To keep the peace when a child or work changes the family dynamic, Schmoll said couples should:

Be flexible as they adapt to those changes.

Remember that things will never be exactly even and avoid keeping a scoreboard as it tends to fuel anger and frustration.

Tackle changes as a team and not as enemies.

Schedule talks a few times a week to discuss what needs to be done and choose which partner will do it.

"The most important thing for couples to strive for is to show their partner respect and appreciation," Schmoll said. "It is easier to handle tough changes in your workload when you feel respected and appreciated by your partner."

Kimbra Amerman of Kindred, N.D., was a stay-at-home mom for eight years. Now that her daughters, ages 5 and 8, are both in school, she works in home-based businesses she owns. She's found that the easiest way to get the help she needs is just to ask for it.

"I think as moms sometimes we take everything on because it is just easier that way or just so it gets done our way," she said. "That leads to bad feelings. I have found that my husband cannot read my mind and all I have to do is ask.

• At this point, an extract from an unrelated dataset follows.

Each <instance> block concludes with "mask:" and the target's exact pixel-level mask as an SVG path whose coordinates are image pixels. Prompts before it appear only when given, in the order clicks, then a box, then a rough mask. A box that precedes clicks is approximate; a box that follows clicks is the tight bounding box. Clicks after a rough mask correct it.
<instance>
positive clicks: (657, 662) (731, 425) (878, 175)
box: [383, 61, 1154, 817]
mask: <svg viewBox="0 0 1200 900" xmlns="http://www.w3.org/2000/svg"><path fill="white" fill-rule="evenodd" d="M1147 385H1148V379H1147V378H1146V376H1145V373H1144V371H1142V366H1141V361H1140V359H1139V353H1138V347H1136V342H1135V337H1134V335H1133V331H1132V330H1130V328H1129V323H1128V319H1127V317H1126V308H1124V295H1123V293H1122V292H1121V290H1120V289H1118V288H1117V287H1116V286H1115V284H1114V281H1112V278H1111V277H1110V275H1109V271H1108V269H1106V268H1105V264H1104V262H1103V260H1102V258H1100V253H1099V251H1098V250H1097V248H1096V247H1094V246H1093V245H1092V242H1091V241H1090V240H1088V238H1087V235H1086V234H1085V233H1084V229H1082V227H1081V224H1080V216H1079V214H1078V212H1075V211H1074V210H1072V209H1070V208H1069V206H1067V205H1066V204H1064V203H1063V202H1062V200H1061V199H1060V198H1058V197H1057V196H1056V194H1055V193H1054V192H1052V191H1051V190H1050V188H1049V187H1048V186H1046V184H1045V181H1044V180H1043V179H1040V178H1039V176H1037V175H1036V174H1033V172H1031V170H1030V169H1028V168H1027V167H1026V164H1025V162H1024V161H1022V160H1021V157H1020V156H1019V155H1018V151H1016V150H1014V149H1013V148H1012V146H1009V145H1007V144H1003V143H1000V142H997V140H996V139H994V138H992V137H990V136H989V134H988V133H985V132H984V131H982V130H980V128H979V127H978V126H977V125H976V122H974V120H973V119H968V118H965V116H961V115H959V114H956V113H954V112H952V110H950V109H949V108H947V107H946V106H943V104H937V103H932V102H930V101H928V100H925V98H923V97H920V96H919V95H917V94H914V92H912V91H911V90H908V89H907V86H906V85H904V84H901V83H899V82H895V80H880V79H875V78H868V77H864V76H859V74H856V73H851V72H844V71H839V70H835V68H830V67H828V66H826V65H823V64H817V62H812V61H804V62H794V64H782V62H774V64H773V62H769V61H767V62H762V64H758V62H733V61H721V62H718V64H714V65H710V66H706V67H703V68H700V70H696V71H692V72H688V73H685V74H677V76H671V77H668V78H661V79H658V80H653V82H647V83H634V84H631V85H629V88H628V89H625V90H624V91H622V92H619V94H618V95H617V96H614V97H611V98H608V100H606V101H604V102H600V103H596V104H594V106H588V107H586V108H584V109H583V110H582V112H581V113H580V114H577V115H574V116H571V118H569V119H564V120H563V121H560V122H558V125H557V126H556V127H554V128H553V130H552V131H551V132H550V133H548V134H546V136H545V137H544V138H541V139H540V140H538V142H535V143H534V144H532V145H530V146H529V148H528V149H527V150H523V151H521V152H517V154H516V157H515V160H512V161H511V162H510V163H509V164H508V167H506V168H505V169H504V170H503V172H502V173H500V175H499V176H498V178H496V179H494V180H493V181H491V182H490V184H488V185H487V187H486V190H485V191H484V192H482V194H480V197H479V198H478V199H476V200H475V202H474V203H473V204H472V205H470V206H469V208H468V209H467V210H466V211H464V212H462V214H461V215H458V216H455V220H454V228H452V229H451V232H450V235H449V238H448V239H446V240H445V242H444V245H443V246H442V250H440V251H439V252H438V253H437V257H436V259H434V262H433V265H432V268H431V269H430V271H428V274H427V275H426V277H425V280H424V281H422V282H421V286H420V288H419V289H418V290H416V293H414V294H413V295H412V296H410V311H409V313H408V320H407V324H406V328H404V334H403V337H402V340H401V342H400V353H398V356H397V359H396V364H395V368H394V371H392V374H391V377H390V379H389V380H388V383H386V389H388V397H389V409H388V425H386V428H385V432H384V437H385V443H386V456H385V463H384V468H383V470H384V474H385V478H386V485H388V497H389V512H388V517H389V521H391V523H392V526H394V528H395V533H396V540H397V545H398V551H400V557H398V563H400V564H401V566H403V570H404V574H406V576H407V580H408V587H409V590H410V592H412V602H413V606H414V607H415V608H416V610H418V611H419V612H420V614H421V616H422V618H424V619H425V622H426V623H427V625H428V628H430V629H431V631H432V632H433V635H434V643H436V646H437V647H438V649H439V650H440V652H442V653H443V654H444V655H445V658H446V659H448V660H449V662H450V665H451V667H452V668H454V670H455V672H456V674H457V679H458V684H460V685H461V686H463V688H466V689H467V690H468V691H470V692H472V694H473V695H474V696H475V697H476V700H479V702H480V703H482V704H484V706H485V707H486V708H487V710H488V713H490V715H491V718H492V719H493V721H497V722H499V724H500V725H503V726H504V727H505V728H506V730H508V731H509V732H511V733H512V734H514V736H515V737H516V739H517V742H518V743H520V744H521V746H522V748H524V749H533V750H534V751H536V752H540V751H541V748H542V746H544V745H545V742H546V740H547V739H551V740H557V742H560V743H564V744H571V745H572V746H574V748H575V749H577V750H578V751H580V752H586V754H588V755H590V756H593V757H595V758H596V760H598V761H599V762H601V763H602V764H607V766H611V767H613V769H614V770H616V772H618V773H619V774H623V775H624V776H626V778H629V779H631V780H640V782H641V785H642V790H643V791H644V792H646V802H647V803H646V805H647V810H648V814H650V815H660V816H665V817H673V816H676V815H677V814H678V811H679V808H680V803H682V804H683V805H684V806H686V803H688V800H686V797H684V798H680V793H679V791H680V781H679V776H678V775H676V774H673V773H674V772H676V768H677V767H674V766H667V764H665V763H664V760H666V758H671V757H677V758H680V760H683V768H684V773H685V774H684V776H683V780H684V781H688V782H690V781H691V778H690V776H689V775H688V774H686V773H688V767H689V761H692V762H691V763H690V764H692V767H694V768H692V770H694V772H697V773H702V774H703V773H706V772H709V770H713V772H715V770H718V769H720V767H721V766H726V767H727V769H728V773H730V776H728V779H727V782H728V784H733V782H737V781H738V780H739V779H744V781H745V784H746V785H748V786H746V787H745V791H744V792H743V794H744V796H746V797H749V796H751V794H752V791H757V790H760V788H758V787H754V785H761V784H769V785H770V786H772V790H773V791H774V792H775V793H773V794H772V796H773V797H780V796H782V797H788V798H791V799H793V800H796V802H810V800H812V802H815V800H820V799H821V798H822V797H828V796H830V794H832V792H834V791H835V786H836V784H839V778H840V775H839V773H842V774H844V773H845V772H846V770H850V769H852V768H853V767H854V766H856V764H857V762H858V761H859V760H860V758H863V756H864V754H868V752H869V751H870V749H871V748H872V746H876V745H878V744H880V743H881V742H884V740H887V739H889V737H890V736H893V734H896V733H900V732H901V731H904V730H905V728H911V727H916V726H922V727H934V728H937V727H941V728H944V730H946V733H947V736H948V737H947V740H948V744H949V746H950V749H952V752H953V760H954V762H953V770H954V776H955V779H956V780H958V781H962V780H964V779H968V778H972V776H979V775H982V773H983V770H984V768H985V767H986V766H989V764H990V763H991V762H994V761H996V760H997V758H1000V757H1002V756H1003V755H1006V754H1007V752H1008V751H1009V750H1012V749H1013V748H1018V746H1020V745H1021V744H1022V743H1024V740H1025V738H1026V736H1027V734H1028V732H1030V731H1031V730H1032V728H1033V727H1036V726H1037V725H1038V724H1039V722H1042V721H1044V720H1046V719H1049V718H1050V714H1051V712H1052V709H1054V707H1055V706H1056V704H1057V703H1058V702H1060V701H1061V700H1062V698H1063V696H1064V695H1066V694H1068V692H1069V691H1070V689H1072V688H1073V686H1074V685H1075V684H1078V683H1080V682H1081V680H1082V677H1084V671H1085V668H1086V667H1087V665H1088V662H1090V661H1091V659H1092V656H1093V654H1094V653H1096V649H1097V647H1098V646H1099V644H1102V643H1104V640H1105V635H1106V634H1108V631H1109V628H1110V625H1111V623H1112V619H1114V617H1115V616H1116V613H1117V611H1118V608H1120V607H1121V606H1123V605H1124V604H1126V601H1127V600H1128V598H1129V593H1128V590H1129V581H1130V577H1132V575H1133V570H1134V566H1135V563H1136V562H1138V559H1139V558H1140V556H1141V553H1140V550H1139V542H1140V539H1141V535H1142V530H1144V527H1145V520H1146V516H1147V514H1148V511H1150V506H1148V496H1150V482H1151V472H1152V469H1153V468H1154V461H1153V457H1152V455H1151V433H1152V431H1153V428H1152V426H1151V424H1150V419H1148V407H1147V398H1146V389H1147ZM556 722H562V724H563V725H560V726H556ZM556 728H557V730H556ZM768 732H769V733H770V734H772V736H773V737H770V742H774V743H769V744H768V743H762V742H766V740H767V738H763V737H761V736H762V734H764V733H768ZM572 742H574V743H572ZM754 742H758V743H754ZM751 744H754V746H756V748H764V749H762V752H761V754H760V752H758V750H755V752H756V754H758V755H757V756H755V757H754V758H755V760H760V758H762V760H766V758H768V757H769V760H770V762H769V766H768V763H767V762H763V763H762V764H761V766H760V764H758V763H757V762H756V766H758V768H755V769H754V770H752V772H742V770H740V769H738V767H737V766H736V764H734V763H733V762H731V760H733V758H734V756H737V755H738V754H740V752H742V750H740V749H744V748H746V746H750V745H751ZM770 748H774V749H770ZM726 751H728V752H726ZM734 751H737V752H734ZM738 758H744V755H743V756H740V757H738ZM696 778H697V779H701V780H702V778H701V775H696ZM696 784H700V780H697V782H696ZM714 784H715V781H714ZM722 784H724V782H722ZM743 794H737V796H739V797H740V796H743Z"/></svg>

I have also found that he can do things just as good as I can and sometimes better."

Both Erica Cermak of Bismarck and Carrie Stange of Fargo are full-time working moms who say household tasks are divided pretty evenly.

"We still get into some gender-ideal roles ... I cook, he'll do snow removal, but I've certainly mowed a lawn in my day, and he's done his share of laundry," Cermak said.

Stange's household responsibilities are divvied up based on time of day.

"I do the morning stuff since Dad leaves for work before we are out of bed most days, and Dad does the evening stuff because he is home before I am done with work most days," she said. "We try to do everything as a team and be as fair to each other as we can."

Whether women work or stay home, it can be overwhelming to balance their needs, their spouse's needs and their children's needs.

To deal with feeling overwhelmed, Schmoll said women need to take care of themselves by scheduling time to do the things that recharge their batteries, ask for help from others, and talk to their partners about how they're feeling.

"Even if there is nothing your partner can do to ease your stress, it is essential that you seek emotional support and feel that your partner understands how you are feeling," Schmoll said.

Amerman said that in the past, balance was a hard thing to find.

Now, she makes sure to take breaks by spending evenings with close friends and working out.

"My husband understands how important those things are to me and knows that I am a much better mom when I get out to do my own thing," she said.